In negotiating the last contract, Mayor Bloomberg traded a 16% raise to the teachers for 100 extra minutes in the school week. The raise was also widely interpreted as being linked to the deal that won Mr. Bloomberg “control” of the schools. By that it is meant that the mayor won management authority over the city’s public schools, which had been run by a quasi-independent Board of Education with limited public accountability. But as the CD-ROM scenario indicates, the contract provides some serious constraints on the level of “control” that Mr. Bloomberg really has.
In his book, “Breaking Free: Public School Lessons and the Imperative of School Choice,” City Journal’s Sol Stern details some of the more onerous contract provisions. One of them is that principals can’t ask teachers to come in more than one day before classes begin. The administration has gotten around that one this year by stringing together three professional development days at the beginning of the year — even then, it’s hardly the time needed to learn a new curriculum. Other provisions include: teachers not being required to walk children to a school bus, teachers not being required to patrol the lunchrooms or the hallways, and teachers not be ing required to cover extra classes in emergencies. There are also the seniority provisions of the contract. Mr. Stern describes these as resembling a “longshoreman’s hiring hall of the 1950s, with the worker who has the most years of seniority getting the plum job.”
It’s no wonder that charter schools, which are exempt from the contract, see such improvements over traditional public schools. The Knowledge Is Power Program Academy in the South Bronx, established as a charter school in 2000, ranked 17 th in New York City in the eighth-grade reading scores released in May, with 72% reading at or above grade level; that is opposed to an average of 32.5% in New York City. The KIPP Academy meets from 7:25 a.m. to 5 p.m. during the week, for four hours on Saturdays, and for three weeks during the summer. The school has a 213-day school year, compared to the 180 days that most public schools have under the standard contract.

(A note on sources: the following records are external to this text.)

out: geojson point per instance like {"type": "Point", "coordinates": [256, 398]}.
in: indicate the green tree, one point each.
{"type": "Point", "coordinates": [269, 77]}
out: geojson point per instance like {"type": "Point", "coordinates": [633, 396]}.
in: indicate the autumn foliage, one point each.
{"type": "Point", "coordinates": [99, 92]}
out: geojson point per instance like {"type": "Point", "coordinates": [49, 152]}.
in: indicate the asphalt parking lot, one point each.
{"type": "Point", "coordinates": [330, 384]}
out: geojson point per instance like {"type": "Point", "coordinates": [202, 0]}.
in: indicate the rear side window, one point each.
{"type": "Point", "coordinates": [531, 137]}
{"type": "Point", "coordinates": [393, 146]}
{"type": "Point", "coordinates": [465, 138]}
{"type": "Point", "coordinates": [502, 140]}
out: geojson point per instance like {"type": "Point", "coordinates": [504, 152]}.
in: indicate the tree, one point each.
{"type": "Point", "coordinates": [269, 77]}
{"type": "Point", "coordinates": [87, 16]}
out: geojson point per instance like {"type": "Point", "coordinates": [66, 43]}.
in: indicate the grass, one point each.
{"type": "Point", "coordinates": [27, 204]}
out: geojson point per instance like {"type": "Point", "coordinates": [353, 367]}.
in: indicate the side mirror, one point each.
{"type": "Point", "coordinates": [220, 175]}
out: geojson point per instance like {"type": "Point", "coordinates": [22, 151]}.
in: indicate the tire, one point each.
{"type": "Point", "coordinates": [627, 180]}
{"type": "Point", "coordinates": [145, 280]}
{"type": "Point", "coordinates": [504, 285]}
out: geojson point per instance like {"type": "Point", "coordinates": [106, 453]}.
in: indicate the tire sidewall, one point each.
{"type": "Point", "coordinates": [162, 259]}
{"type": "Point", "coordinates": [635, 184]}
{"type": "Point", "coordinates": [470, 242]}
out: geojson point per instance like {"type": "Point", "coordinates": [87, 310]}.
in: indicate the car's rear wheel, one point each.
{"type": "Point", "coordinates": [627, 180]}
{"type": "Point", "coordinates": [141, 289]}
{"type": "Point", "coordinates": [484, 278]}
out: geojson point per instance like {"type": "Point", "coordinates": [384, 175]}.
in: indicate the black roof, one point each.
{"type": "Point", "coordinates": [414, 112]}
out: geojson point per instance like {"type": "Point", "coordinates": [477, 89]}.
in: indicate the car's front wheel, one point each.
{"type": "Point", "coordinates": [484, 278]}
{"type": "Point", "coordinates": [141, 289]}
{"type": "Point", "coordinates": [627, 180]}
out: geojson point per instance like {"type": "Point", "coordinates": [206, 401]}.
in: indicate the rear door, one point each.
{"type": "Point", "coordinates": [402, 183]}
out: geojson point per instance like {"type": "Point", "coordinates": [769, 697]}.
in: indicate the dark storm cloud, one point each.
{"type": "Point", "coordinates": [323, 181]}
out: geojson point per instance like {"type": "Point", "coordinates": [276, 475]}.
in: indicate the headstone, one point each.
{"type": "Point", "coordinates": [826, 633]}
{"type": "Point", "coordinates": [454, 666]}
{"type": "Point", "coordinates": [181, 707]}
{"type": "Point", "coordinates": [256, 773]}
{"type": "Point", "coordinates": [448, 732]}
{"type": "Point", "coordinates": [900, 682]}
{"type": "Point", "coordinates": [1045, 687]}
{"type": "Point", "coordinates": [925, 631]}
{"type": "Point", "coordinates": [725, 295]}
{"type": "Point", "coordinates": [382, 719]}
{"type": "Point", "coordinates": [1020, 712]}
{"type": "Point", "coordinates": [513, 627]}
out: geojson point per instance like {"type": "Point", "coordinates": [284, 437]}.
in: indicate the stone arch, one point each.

That contract expired on May 31. Mr. Bloomberg is asking to be judged by the voters in a large part on the basis of his success or failure in turning the schools around. The stakes are high, not just politically, but for the children in the system. So, as the mayor negotiates the next contract, we hope he bargains ferociously to win for all the city’s schools some of the flexibility that charter schools have. If Mr. Bloomberg finds firm resistance at the bargaining table, he may want to revisit the issue of school choice. That would make it easier for parents and students to choose schools where it’s not just the students, but the teachers who have required summer reading.